Is Putin past his political sell-by date?

As the Russian people begin to tire of his stunts, it is high time Vladimir Putin left the political spotlight, writes Nina L Khrushcheva

Is Putin past his political sell-by date?

WHEN a tsar is treated not with awe but mockery, it is time for him to consider retirement or to prepare for a palace coup. Russian Prime Minister Vladimir Putin, who intends to stage a glorious return to the Kremlin as president in the election scheduled for March next year, should reflect on that choice.

This year began with a vigorous (by Russian standards) internet petition urging Putin to take the first option. Then the whole country laughed when, during his customary visit to a patriotic summer camp run by Nashi (a pro-Putin youth movement), he demonstrated his physical prowess by scaling a rock-climbing wall, only to find that he couldn’t climb down.

Now Russians wonder what has happened to their leader’s face. His new smooth-faced appearance has sparked rumours of botox, or even plastic surgery. Vampire jokes abound.

Recently, during a dive in the waters at Krasnodar in southern Russia, Putin miraculously salvaged two ancient Greek urns. The Russian laughter turned Homeric when Putin’s spokesman, Dmitry Peskov, inexplicably announced that the urns had been placed there to give Putin a sense of importance.

If I didn’t take the incompetence of the Russian state at face value, I might suspect a conspiracy to discredit Putin. For make no mistake: Putin has been discredited. After a recent martial arts match between an American and a Russian, Putin, a judo enthusiast, stepped into the ring to congratulate the Russian victor, a member of his United Russia party. The audience screamed “Putin, go home” until he did. Politics, the crowd seemed to say, should be taken out of sport — and Putin out of politics.

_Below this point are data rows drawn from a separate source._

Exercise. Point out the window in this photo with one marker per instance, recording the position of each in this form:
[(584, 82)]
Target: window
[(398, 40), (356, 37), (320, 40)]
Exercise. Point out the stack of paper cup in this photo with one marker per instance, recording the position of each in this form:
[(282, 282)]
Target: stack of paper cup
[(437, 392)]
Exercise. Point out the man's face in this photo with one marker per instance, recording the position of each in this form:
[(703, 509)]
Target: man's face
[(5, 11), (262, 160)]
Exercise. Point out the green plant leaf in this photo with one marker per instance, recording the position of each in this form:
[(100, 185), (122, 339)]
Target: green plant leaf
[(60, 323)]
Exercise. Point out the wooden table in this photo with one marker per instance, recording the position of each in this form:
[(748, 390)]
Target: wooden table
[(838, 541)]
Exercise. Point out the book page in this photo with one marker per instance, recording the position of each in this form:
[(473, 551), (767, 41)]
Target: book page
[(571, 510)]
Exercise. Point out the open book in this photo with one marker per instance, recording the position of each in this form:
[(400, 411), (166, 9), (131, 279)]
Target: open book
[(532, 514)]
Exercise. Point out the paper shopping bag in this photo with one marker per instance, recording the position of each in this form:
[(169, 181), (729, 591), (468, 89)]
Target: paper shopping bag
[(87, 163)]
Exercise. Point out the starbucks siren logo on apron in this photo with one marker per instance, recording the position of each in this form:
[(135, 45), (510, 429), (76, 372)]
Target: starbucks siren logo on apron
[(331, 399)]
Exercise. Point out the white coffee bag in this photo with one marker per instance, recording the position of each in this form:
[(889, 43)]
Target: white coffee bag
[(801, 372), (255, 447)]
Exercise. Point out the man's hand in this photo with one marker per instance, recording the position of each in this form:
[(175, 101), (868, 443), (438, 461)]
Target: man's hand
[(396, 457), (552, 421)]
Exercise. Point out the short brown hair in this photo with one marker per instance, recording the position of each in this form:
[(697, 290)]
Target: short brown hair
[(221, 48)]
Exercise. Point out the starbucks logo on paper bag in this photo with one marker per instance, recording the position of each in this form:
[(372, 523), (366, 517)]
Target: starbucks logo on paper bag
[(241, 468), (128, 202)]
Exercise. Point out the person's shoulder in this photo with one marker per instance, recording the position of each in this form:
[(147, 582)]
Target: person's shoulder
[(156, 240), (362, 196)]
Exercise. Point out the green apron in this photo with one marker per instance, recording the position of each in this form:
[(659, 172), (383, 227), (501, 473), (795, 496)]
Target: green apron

Putin thinks his stunts are essential to governance. He has kissed dolphins and babies, saved tigers and journalists, and posed bare-chested on horseback and on foot in the Siberian wilderness. However, Putin the performer cannot abide a bad review. Embarrassed by the judo fiasco, he cancelled all of his subsequent unscripted public appearances.

In fact, since that incident, Putin has attended just one event — the Congress of United Russia — where 600 delegates voted unanimously for his nomination as the party’s presidential candidate in 2012.

But the parliamentary elections held on December 4, which gave barely 50% to United Russia (Putin used to be able to guarantee about 70%), had to be fiercely controlled, with an overwhelming police presence.

Observers were harassed and obstructed, and monitoring websites were shut down or hacked by the government. An elections-observing mission of the Organization for Security and Co-operation in Europe noted that “most parties have expressed a lack of trust in the fairness of the electoral process”.

Putin’s extravagant vanity has severely undermined the strongman image he has spent the past 12 years building. After all, narcissistic publicity stunts and facelifts — which worked well for his friend Silvio Berlusconi in Italy (until they didn’t) — don’t inspire fear, or even respect, among Russians, where an iron-fisted ruler is always the preferred choice.

So now Putin’s image as the hard man of politics has been lost forever. It is difficult to assume a despotic countenance when you can’t move your eyebrows.

Indeed, Russians heckle Putin not because he has turned Russia into an industrial banana republic, where exports of oil and other commodities sustain a quasi-authoritarian state, but because he no longer inhabits his role convincingly.

All the same, the origin of discontent with Putin is irrelevant; the desire for freedom has to start somewhere. So long as Russians feel empowered to confront the regime, even if only with contempt, there is hope for change. When a tsar loses his image of omnipotence, he eventually loses his grip on authority.

After Putin’s long-running melodrama, the Kremlin’s options for a sequel are quite limited. Everyone expects that the president, the puppet Dmitry Medvedev, to switch roles with Putin after the March elections. But waiting in the wings is former finance minister Alexei Kudrin, who could replace Medvedev should Russia need a factotum of sincerity about economic reform. Kudrin’s reputation for placid competence might just buy Putin some extra time.

However, in Putin’s eyes, this is an unlikely scenario. The once and future president argues that he has made Russia stronger, and that, as financial uncertainty grips much of the developed world in 2012, the country has become an island of stability envied by many. Perhaps, but it is difficult to be a heroic leader and the butt of popular jokes simultaneously.

Putin is often compared to Joseph Stalin, but as the 20th anniversary of the Soviet Union’s collapse at the end of 1991 approaches, he looks increasingly like Leonid Brezhnev — the symbol of a political system that is well past its expiry date. All that is missing are the jowls.